Wednesday, March 14, 2007

Reddit is better than Digg!

If you were following my little experiment yesterday, you will know that I was trying to discover which of the two services, Reddit.com or Digg.com is "better".

What do I mean by "better"? Well, I am looking from the point of view of someone trying to spread the word about a particular piece of news, perhaps a news site, or a regular web site hoping to draw attention to a new feature, product etc. They want to know which of these two services is going to bring their site the most visitors, right?

I devised an incredibly scientific (ha!) experiment whereby I submitted the same gripping story to both services at the same time, and then kept an eye on my server logs (actually, I use a great little freeware PHP-based program called TraceWatch) to see how much traffic came my way as a provable direct referral from each site in the subsequent 24 hour period.


The results
Well, first off, don't expect to hear huge figures! The story headline was pretty weak and you have to have a pretty good leadline to create a buzz on these services. I may well try again at some point with a slightly more, shall we say, sensational headline (just gotta wait for something sensational to happen!)

But even these feeble results confirm what I had already believed to be the case:

  • Digg - 12 hits
  • Reddit - 41 hits!!
And the winner is.... Reddit! For Digg, all 12 hits happened in the first 8 hours, while Reddit continued to provide hits, albeit tailing off drastically, for the whole 24 hour period.

I have noticed with any stories I submit to both services that Reddit consistently sends more visitors to my site/blog/whatever (I have had hits in the 100's before, with a more interesting story!), but I had never officially tested it.

Quality or quantity?
Now the question for web publishers is what is the "quality" of those hits in terms of actual interest of the reader in my site, my company, my product (although I must mention that they are primarily news sites, and should not be abused for the promotion of products - such submissions get "buried" or shunted down the line pretty quickly anyway)?

That will be another experiment, another day. I would like to hear readers' comments though - maybe you have your own take on this, and I bet you can rip my methodology apart too!

Is Reddit really better than Digg, or am I just asking to get buried!?

Video-on-demand will help reduce piracy?

Amazon seems to really be pushing it's new product, Unbox, a video-on-demand/download service that it launched at the beginning of this year. Another mail went around to us affiliates today, reminding us of the service.

The service ties in with the TiVo system (Series2 or Series3 TiVo) and allows you to effectively buy or rent videos by downloading them to your TiVo DVR device for a fee. In the case of rentals you then typically have 30 days to watch the video, but only 24 hours to complete the viewing once you have pressed Play.

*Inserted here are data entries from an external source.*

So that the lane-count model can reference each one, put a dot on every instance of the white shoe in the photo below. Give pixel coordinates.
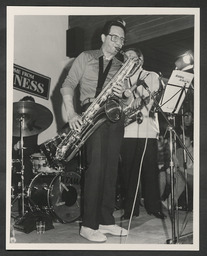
(92, 235)
(113, 230)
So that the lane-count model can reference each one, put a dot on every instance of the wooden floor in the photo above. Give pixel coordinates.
(145, 231)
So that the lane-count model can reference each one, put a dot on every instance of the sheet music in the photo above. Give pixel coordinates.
(175, 91)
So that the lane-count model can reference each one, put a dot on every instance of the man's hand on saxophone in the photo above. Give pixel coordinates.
(118, 90)
(75, 122)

This seems like a case of the industry finally trying to catch up with rampant piracy. I believe one of the reasons piracy may be so prevalent, apart from people just plain not wanting to pay for stuff, is simply the convenience of downloading frankly easily-accessible pirated material.

Perhaps the advent of quick and easy services like Unbox will finally help the industry recover lost sales by offering customers a simple and relatively cheap way to buy videos.

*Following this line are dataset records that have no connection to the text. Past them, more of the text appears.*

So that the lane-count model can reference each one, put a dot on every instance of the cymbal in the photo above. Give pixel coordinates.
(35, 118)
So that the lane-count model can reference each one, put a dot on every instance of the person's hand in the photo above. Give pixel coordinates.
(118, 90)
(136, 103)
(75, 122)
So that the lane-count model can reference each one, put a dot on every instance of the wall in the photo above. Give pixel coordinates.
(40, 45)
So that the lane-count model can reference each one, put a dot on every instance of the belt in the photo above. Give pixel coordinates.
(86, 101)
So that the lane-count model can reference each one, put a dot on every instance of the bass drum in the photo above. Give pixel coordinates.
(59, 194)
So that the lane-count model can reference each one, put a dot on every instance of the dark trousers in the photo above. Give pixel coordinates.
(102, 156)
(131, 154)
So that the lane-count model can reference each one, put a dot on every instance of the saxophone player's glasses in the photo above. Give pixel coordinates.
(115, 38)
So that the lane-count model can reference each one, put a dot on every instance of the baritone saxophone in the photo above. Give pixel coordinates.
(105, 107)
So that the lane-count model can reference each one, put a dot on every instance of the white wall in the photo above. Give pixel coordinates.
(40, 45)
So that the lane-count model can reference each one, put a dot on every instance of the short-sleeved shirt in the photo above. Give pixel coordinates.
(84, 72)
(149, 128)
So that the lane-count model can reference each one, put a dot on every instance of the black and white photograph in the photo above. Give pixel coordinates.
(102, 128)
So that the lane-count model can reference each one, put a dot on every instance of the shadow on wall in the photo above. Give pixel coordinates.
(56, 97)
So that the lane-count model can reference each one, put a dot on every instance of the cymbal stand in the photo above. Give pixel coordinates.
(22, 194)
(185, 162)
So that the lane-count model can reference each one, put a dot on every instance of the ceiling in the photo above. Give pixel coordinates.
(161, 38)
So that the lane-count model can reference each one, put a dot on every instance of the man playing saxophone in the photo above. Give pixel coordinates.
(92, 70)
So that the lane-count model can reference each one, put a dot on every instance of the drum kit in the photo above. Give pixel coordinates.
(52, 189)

Give it a go and let me know how you get on. I would be interested to hear what people think of Unbox, whether it will affect the buying habits of movie-viewers, and whether I need to go out and buy one of those TiVo doo-dabs.

Tuesday, March 13, 2007

Which is better, Digg or Reddit?

If you reached this blog entry via one of the above-mentioned services, then I hope you won't mind the fact that you are part of a little experiment to see which of the two sites, part of the contemporary social bookmarking phenomenon, is more effective at publicizing a story.

This is not much more scientific than the old "my Commodore 64 is better than your Spectrum" debate (though we all know the answer to that, right!), just a little ad-hoc poll to see, in terms of pure visitor numbers, which of the two services, Reddit or Digg is "better".

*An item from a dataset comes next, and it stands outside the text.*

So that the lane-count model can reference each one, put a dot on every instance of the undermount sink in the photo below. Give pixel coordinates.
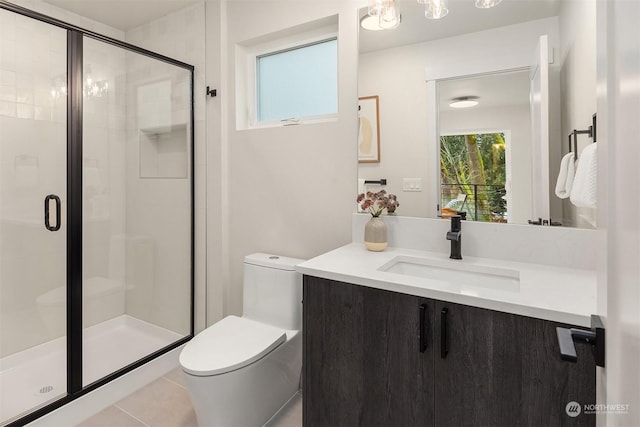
(455, 272)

The experiment was launched by publishing the "story" to my blog and then simultaneously (or as near as...) submitting the story to both services, at a time of significant net activity (about 16.00 GMT). Digg additionally allows the submitter to add a comment, so it seems reasonable to use this facility and add the description, "An experiment to see which of the two sites, part of the contemporary social bookmarking phenomenon, is more effective at publicizing a story.", since this might be a key advantage of Digg's.

After a 24-hour period, I will examine server logs to ascertain which service sent the most visitors.

Once again, I hope you won't see this as abuse of these services, or as a bit of cheap publicity for my blog (perish the thought). It is intended to provide a useful bit of data for publishers thinking about which services to use in publishing their news stories. And I hope the final result, to be published after the 24 hour period is up, will actually amount to a proper news story!

You can either keep your eyes glued to Digg or Reddit's "new/upcoming" pages, or you can subscribe to the Future-Phobia feed to find out the results.

The Internet is making people talk funny!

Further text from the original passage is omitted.